The name Thurlby has appeared in several different forms of spelling – Turolvebi, as in the Domesday Survey in 1086, also Turoldvebi, Torulfbi, Thurlobie, Thorlby, being some. By 1207 it had become Thurleby, meaning Thorulf’s farmstead or village. The name Thurlby also seems to mean, the settlement of the Thorold family. The name Thorold appears in the early Church Registers.
Thurlby, near Bourne, is a parish in the county, diocese and archdeaconry of Lincoln, in the south of the district of Kesteven, in the wapentake and rural deanery of Ness.

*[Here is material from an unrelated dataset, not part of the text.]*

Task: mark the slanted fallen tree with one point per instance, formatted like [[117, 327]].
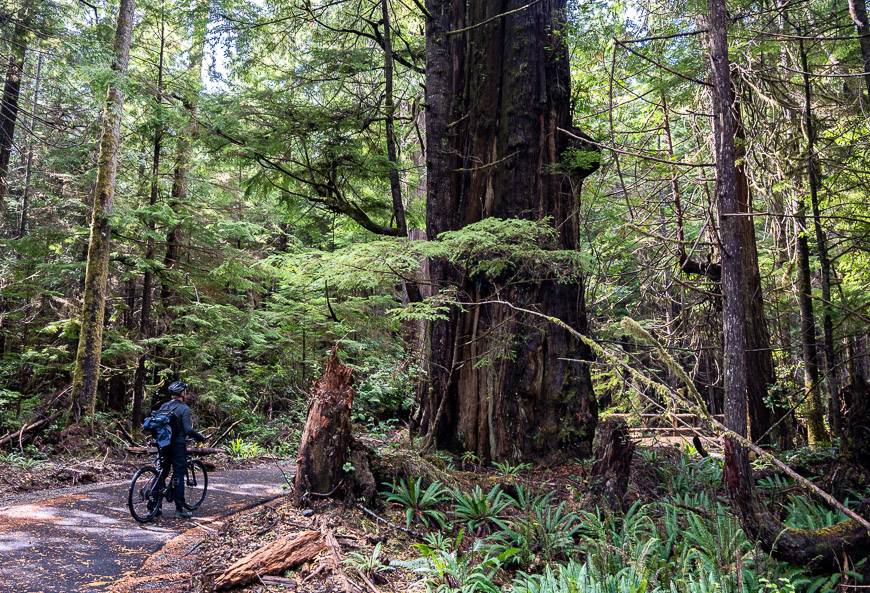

Even such a matter of fact description as that enshrines some of our past history. Lincoln, known to the Ancient Britons as Lindcoit, and to the Romans as Lindum Colonia. Kesteven, from the Celtic and Anglo-Saxon languages, referring to the woodlands that once abounded in the area. Wapentake, meaning weapon touching, harks back to the gatherings of Danish warriors. Ness, a tongue of land, is evidence that the Saxons found here a level stretch of dry land, surrounded by a waste of fenland between the rivers Glen and Holland.
The words diocese, archdeaconry and rural deanery are a reminder of the days when the Christian Church was established in the land, and that it drove out the strange pagan religion of Saxon and Dane.
The word parish takes us back to Theodore of Tarsus, a Greek whose orderly mind was shocked by Saxon haphazardness, and who when made Archbishop of Canterbury (668 – 690) introduced reforms that led to the division of the whole of England into ecclesiastical parishes, the majority of which remain unchanged in area to this day.
The earliest known British tribe to settle in Lincolnshire were the Iberians, followed by the Welsh, who were driven out by a Belgian tribe. When the Romans landed the chief tribe here was the Coritani, who are said to have been a branch of the Iceni (“the tribe ruled by Boadica). In the year 70 A.D. they were put down by the Romans. As far as is known at present there are no traces of the Ancient Britons in Thurlby.
The oldest existing record of civilisation in the parish is this former Roman canal which runs from north to south and is to be seen to the east of the village. It was one of the greatest feats carried out in Britain by the engineers of the Roman Empire. It is said to have been constructed in the time of the Emperor Nero (37 -68 A.D.) when Cato Decianus was procurator. It was an immense canal 56 miles long, that caught the drainage from the hills to the west, and held the water from flooding the fens to the east, discharging its waters into the River Nene at Peterborough, and into the River Witham near Lincoln. Now days it is little more than a ditch in many places, though at Thurlby it still forms part of the land drainage system of the parish. Along it have passed in turn Roman centurions, Saxon invaders, Danish pirates, and perhaps even Plantagenet kings.